I have been talking lately on my blog and at Lambda-the-Ultimate.org about how a while loop that modifies local values can be expressed as the composition of a sequence of pure functions (e.g. without side-effects) by writing it in a stack-based language. To demonstrate this I have been using the following Java example:

int process(int[] xs)  {   int zeros = 0;   int sum = 0;   int i=0;   while (i < xs.Size) {     if (xs[i] == 0)       zeros++;     sum += xs[i];     ++i;   }   return sum - zeros; }

Now I have heard frequently that the above code is considered to have side-effects because of the local assignments to variables. However, the mapping to pure-functional stack-based code (here shown in Cat) is very straightforward:

define process {   // top argument = xs   0 // zeros   0 // sum   0 // i   [     dig3 // bring xs to top of local stack     dupd swap get_at eqz // xs[i] == 0       [[inc] dip3] // inc zeros       []     if     dupd swap get_at // tmp = xs[i]     [bury3] dip // put xs to bottom of local stack     swap [add_int] dip // sum += tmp     inc // ++i   ]   [     dig3 count [bury3] dip // tmp = xs.Size     dupd lt_int // i < tmp   ]   while   pop // remove i   swap sub_int // sum-zeros }

What I think is much more interesting is that we can rewrite the above code very succinctly using a fold instruction as follows:

define process {
    0 swap 0 [[[inc] dip2] ifeqz +] fold swap sub_int
}

What happens in the code example is we place a zero below the list argument (representing the xs variable) and the fold function happily accesses it (increments it to be specific) without violating type-safety and remaining entirely free of side-effects.
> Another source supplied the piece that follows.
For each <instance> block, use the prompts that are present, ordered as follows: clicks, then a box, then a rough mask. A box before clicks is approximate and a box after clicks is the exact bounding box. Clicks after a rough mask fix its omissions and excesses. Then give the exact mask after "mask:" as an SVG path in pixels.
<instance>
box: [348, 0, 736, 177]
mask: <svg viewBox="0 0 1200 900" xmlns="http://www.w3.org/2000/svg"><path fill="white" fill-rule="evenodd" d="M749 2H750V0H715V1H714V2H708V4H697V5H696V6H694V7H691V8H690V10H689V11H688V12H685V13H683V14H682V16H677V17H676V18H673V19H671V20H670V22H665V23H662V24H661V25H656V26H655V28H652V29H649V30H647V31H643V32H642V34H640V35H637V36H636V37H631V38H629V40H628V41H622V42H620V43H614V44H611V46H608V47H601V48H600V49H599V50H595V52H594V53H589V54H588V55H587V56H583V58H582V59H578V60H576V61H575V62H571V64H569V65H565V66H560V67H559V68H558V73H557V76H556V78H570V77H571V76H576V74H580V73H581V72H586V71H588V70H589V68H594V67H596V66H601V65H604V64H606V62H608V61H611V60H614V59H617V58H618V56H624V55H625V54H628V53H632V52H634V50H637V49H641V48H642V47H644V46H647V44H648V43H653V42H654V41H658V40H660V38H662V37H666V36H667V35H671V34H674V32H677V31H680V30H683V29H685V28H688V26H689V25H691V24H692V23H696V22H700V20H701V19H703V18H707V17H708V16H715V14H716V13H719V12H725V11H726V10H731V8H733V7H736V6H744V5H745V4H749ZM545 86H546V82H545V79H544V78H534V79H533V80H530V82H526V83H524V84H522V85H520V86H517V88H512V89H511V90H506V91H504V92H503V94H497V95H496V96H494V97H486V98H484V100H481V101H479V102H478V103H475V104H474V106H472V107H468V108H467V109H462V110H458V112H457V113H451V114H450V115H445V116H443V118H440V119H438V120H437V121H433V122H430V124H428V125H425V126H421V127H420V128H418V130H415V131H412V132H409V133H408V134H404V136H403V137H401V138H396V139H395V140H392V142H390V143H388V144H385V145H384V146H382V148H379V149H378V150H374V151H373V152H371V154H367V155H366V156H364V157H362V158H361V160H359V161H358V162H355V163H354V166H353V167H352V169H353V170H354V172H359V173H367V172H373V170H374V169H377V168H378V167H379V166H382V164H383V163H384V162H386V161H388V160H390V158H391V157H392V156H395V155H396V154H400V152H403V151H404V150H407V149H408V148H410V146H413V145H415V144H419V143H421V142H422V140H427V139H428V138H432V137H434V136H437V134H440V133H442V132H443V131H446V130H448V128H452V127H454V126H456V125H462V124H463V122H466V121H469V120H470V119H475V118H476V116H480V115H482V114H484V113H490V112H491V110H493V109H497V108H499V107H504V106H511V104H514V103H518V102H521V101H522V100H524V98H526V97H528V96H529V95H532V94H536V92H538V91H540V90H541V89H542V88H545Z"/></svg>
The Cat version of fold is different than that of foldl in Haskell because it accepts a tail-polymorphic argument (as opposed to simply a binary function). In other words the function argument can accept any number of arguments (say N + 1), as long as it returns N results whose types match those of the first N arguments. In Cat the type is expressed as:

fold : ('A list 'b ('A 'b 'c -> 'A 'b) -> 'A 'b)

Type variable names starting with capital letters (e.g. ‘A) are type-vector variables and refer to “the rest of the stack”. These kinds of type variables are sometimes called “row variables”, and this kind of polymorphism is called “row polymorphism”. I view the ability to return multiple results as the primary advantage of a stack language.

What happens in the code example above is we place a zero below the list argument that represents the xs variable and the fold function happily accesses it (increments it to be specific) during each iteration without violating type-safety, and all the while remaining entirely side-effect free. The reason it is not a side-effect is because the type of the fold function is automatically widened to encompass the fact that it accesses an additional value on the stack.

Now I have been looking for a way to do this in Haskell, and I can’t find a way to do it in a general manner unless I package all local variables in a list, and have the fold function return all local arguments as a list. This is a rather laborious step, and is not practical for a compiler. Cat seems to be a win here, because it closely resembles the final assembly code that is to be generated.

I am hoping that maybe some of the Haskell hackers out there may rise to the challenge of providing a simple implementation in Haskell in the very possible case that I am mistaken.